And I’ll bet you that when he was in Red China, he and Mao Tse Tung talked more about busing than anything else. If you want to know--

NARR: George Wallace carried every county in the state of Florida.

GEORGE WALLACE: The average citizen has spoken in the state of Florida. They are going to speak throughout the United States. I’m a serious candidate for the presidency on the Democratic ticket in the primaries. And it looks like we’re going to Miami with the greatest number of delegates. Thank you very much ladies and gentlemen. [cheers]

CORNELIA WALLACE: The Florida primary sent him out of there with a, just like on a rocket for the 1972 presidential elections.

NARR: Less than forty-eight hours after Wallace’s victory, President Nixon addressed the nation.

Nixon: I am sending a special message to the Congress tomorrow. I shall propose special legislation that will cause an immediate halt to all new busing orders by a federal court. A moratorium on new busing.

NARR: On March 23rd, George Wallace held a rally in Milwaukee, Wisconsin. Arthur Bremer was there. "I figured Wallace would be dead or dying now if I wanted it so. After he gave the liberals hell, he stood in the open and waved and smiled."

"The audience stood, some turned to leave, some to move in for a closer view. I moved in and for the first time, saw his face. He looked heavily wrinkled and ugly.

That would have been it."

JENKINS: I had sort of expected this sort of thing to happen sooner or later. Because when you heat up the, the political, uh, environment to the extent that Wallace does, you’re going to, uh, bring a lot of kooks out of the woodwork.

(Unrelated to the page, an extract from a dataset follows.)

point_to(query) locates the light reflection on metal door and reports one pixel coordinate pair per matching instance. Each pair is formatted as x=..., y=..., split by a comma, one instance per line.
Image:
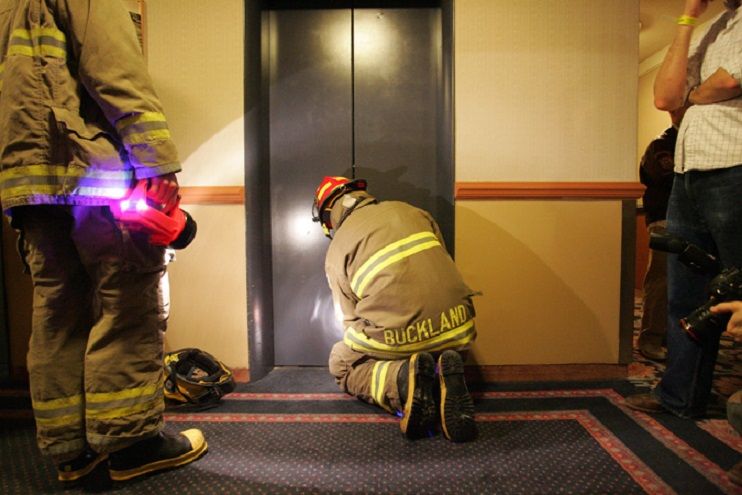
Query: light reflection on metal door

WALLACE, JR: He always had told me that he realized he might be shot running for president. That was very real to him. And he said, "I, I realized that might happen." But he always believed it would be a head injury and that he would die.

NARR: "May 13, 1972. Arrived at Dearborn Youth Center at 15 after six. The hall was packed."

CHESTNUT: You just can’t go around s-- preaching hatred, however you cloak it, however you dress it up, and somehow or another, it will not come back to bite you.

NARR: "Two 15-year old girls had gotten in front of me. Their faces were one inch from the glass that would shatter with a blunt nosed bullet. They were sure to be blinded and disfigured. I let Wallace go only to spare those two stupid, innocent delighted kids. We pounded on the window together at the governor. There’d be other times."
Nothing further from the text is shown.